My husband has a job requiring minimal skills and no education. He works in a factory on the line and is paid 600 pesos a week. That is after recently getting a promotion. For the first 3 years he earned 550 a week, which is typical for a factory worker here. 

There are over 300 maquilas in Juarez so a huge percentage of the city works in them. There are some benefits, such as 180 pesos a week on a card that can be used to purchase groceries, a 700 peso bonus every quarter if you do not miss a day of work and a 2,500 peso Christmas bonus. They are also fed 2 meals a day and transportation is provided at no cost to them.

Of course none of that really makes up for the fact that the pay is so low. People do make it work in very creative ways. It's not uncommon for a couple to both work at the same factory. One parent will work 1st shift, the other works 2nd shift, and they take the kids with them on the bus and just trade them off. It's quite sad. Most of the workers in these factories live in colonias on the outskirts of town, such as Anapra and may be on the bus over an hour to get to work each day.


----------



## Hollypop1986 (Jul 27, 2013)

What do you do to make up for the low wage? I currently work from home doing admin for a small makeup artistry business, as well as freelance makeup and hair in the weekend. Obviously I will have to connect with different groups in order to find weddings, quince s, etc., but the admin work I will continue, since its all online anyway. She pays me $100 a week, which doesn't go far here, but it's minimal part time work. However in Mexico, $400 a month at the current exchange rate is about $5200 pesos, then whatever my husband earns in addition to that. What does a couple with two children need to earn In order to be okay? Obviously I'm not going for comfort here, just okay. I know this will be different depending on where we end up living, but just to have an idea.


----------



## TundraGreen (Jul 15, 2010)

Hollypop1986 said:


> What do you do to make up for the low wage? I currently work from home doing admin for a small makeup artistry business, as well as freelance makeup and hair in the weekend. Obviously I will have to connect with different groups in order to find weddings, quince s, etc., but the admin work I will continue, since its all online anyway. She pays me $100 a week, which doesn't go far here, but it's minimal part time work. However in Mexico, $400 a month at the current exchange rate is about $5200 pesos, then whatever my husband earns in addition to that. What does a couple with two children need to earn In order to be okay? Obviously I'm not going for comfort here, just okay. I know this will be different depending on where we end up living, but just to have an idea.


Mexicans often live on very little money. Mortgages are not common, so often people live in houses that belong to a family member and that are frequently shared by many family members.

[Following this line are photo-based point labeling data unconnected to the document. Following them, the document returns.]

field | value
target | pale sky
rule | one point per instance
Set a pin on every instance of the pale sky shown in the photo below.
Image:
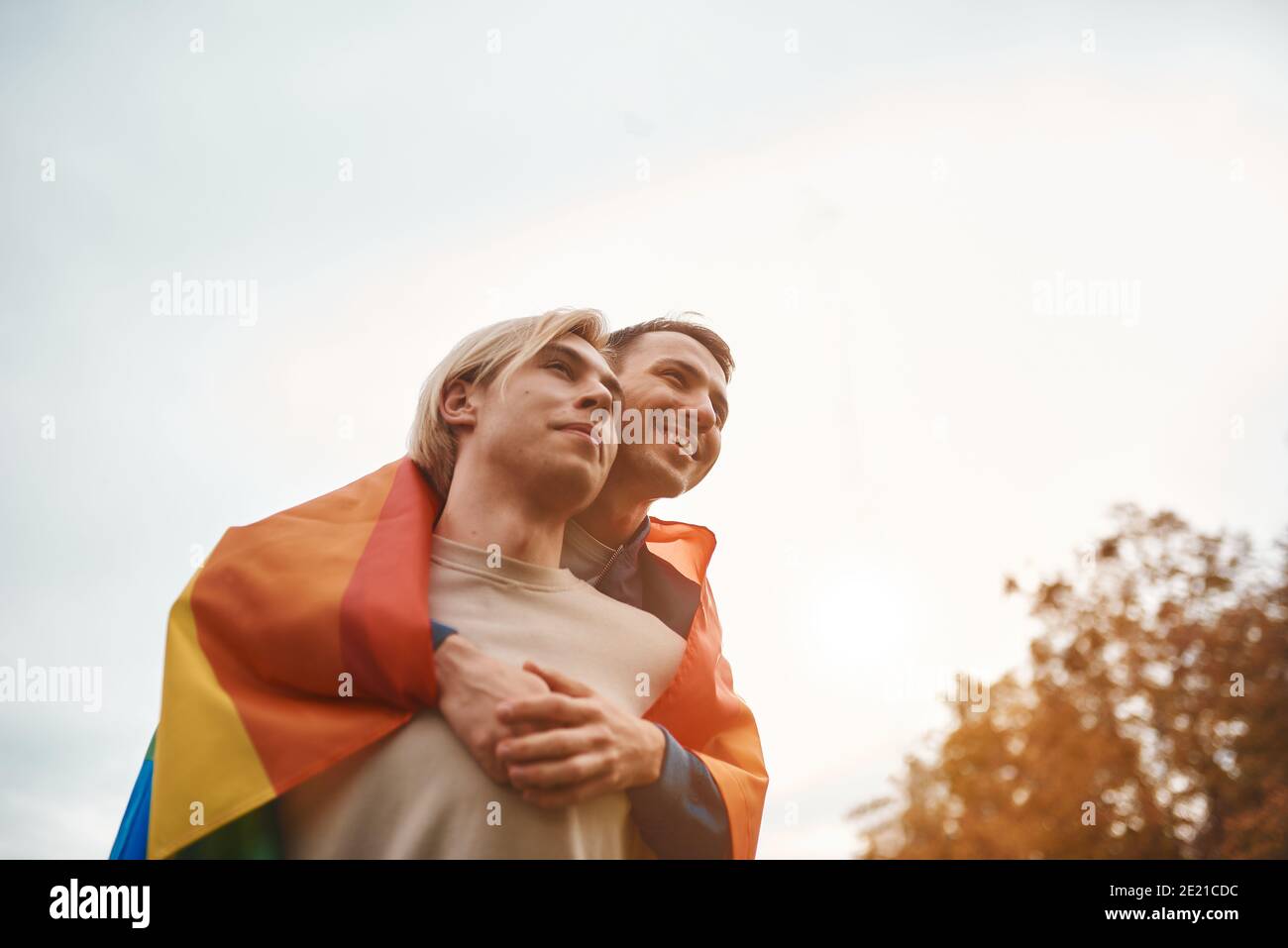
(867, 202)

I have a friend, a single mother with a 12 or 13 year old son*. The two of them live in a house owned by her aunt. The aunt lives in California. The mother and son seem to do okay on 800 pesos a week, and cannot make it on 600 pesos a week. I know this because she does housekeeping. For awhile she only had three days a week of work. She was hurting then, no lights, no gas for cooking, etc. With four days she seems able to get by.

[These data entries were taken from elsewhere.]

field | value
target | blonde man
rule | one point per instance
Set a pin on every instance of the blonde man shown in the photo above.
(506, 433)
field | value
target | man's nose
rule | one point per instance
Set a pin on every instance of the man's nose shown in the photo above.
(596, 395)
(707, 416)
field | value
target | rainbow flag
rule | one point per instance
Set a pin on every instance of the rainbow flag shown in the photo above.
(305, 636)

*Adtually, the kid is her nephew, but she is raising him. Her sister is a flake.


----------



## emilybcruz (Oct 29, 2013)

I think it's very difficult to give an exact amount for a family to get by. Not only is every family different, but the cost of living varies drastically from city to city.


----------



## emilybcruz (Oct 29, 2013)

And to answer your question Holly, we make up for the low wages by living on the border. I work in the US. If I didn't, there's no way we could continue to keep up with our US financial commitments, much less the cost of living. My husband's monthly pay doesn't even cover our rent.


----------